I’m not in cyber but I think reasons are
Facebook monetises everything; even if you are sending messages privately it will have access to it and so somewhere on a server exists your child’s face, name, DOB, interests etc and that could be linked to them in future by a variety of means (including facial recognition) and that data sold or used to target them with advertising in future, or indeed hacked
WhatsApp is only as secure as the recipient you’re sending it to; if they save your photos and also download viruses or click clinks or have a public iCloud then your images and possibly data depending on the method used becomes public knowledge- again faces linked to names, birthdays, locations etc

The worst outcome is obviously your child’s image being used for paedophilia; it doesn’t matter what your privacy settings are if you have put them on the internet then they are accessible by people with nefarious intentions. The infamous wonderland paedophile ring had incredible levels of IT skills- if it exists on the internet it can be downloaded.
Even fully clothed children end up on websites for these people to rate their attractiveness and write stories about what they would do to them.
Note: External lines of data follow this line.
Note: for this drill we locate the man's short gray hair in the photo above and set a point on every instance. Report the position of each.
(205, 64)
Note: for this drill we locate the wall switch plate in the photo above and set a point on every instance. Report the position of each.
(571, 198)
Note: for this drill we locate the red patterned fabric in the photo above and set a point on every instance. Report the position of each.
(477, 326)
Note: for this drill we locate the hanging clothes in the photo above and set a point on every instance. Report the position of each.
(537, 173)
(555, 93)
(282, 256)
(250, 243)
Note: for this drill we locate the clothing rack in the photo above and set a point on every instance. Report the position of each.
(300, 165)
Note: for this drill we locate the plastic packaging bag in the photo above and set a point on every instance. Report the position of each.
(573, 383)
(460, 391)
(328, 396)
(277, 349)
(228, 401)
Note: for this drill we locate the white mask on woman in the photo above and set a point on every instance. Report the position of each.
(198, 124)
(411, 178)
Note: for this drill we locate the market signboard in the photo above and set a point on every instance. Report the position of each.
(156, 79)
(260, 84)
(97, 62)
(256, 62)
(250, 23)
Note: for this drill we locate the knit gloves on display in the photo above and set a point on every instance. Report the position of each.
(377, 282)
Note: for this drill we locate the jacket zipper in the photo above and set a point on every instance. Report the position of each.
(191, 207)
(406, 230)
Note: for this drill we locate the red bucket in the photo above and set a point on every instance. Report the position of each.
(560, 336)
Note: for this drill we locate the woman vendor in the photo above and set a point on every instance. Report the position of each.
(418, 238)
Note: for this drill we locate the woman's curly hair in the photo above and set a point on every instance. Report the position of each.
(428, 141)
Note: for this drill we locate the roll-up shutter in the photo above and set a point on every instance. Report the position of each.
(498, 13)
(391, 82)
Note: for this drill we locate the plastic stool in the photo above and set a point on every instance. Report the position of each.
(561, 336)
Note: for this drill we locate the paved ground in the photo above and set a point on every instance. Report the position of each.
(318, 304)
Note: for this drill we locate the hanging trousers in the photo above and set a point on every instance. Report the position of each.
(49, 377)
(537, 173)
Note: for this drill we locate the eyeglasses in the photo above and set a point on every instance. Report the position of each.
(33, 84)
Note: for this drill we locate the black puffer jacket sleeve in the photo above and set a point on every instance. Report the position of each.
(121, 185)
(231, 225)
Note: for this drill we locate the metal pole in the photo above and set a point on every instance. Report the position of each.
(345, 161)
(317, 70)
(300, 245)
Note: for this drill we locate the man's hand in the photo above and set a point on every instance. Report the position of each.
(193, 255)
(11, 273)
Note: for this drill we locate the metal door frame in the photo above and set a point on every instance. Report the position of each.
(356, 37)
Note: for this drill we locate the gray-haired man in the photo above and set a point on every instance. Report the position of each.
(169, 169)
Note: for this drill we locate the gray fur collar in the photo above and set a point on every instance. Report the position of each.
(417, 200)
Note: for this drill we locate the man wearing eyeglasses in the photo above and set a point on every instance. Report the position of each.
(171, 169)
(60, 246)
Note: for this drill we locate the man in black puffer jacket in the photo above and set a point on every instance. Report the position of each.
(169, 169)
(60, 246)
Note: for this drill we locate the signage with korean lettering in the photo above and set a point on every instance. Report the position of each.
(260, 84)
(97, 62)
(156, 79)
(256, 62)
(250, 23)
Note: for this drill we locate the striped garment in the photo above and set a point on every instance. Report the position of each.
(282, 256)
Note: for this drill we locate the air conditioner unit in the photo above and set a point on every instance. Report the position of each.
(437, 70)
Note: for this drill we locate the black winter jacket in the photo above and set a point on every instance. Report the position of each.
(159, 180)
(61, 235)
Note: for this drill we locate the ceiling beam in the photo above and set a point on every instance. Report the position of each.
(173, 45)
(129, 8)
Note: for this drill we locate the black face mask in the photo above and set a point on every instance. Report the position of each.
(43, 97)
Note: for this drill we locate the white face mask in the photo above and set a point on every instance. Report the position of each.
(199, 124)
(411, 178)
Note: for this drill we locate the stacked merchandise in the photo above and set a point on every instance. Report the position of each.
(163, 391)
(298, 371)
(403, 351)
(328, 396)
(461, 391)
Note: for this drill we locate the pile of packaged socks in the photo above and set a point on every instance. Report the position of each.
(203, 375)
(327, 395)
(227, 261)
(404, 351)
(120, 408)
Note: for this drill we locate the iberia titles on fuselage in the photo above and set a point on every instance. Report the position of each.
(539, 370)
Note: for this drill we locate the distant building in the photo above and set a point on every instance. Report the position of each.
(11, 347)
Explicit material tends to be more easily available of children from ethnic minorities, but preference tends to be for white children, so children are photoshopped so your child’s features are transposed onto child abuse photos.
Images can also be used by those cat fishing.
There is the risk of future identity theft; small bits of data taken from multiple sources can be added together so that on their 18th birthday fraudsters already have those details ready to set up credit cards etc.
On a less sinister note, more and more children are suing parents regarding consent to their own image. One could argue it’s unethical to be uploading images and information to the internet regarding a person who cannot consent to it, and indeed may object to it in the future.
Technology is evolving all the time and the uses for the internet become ever more sinister.
It is possible in the future your child could come to create a profile and find it has already linked images and data uploaded by their parents.
There’s even the possibility that if your child goes viral for something (and some memes have arisen from third parties sharing images without consent) then Buzzfeed could still be contacting them 10 years later to do a follow up.

It’s a minefield; enough people upload pictures of their children and I don’t think they are all doomed at all but my strong preference is to keep a child’s online presence minimal to nothing.